A new storage engine for PostgreSQL to provide better control over bloat

jacobkg · on March 6, 2018

This is potentially BIG news. At my last company Postgres bloat was a gigantic problem. We did a lot of data updates and sometimes customer databases (we sharded by schema) would be bloated by as much as 300%. This really hurts when some customers are 50+ GB. Not only does bloat take up more space but it slows down queries.

We would occasionally resort to taking the customer offline for scheduled maintenance to do a pg_dump/pg_restore to get their DB back in shape.

I'm very curious to hear when this might become available for production use cases.
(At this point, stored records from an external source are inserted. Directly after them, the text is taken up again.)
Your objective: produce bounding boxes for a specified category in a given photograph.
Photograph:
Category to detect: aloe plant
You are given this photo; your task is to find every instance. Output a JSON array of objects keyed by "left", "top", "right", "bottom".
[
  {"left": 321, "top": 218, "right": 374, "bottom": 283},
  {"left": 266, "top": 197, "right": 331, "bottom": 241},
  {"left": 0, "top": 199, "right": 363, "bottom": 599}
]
EDIT: Article states this has been proposed for Postgres 12

grzm · on March 6, 2018

This can indeed be an issue, with both indexes and tables. For tables, I've had success with tuning fillfactor to take into account update patterns. If there's a deterministic subset of rows that are updated more frequently, splitting those into a smaller table/partition, perhaps with a different fillfactor can help as well. This also makes vacuum faster for this subset. Even if there isn't a deterministic subset, partitioning for smaller table size can speed up vacuum regardless.

For indexes, using concurrent reindex to create new indexes and dropping the old can make a difference.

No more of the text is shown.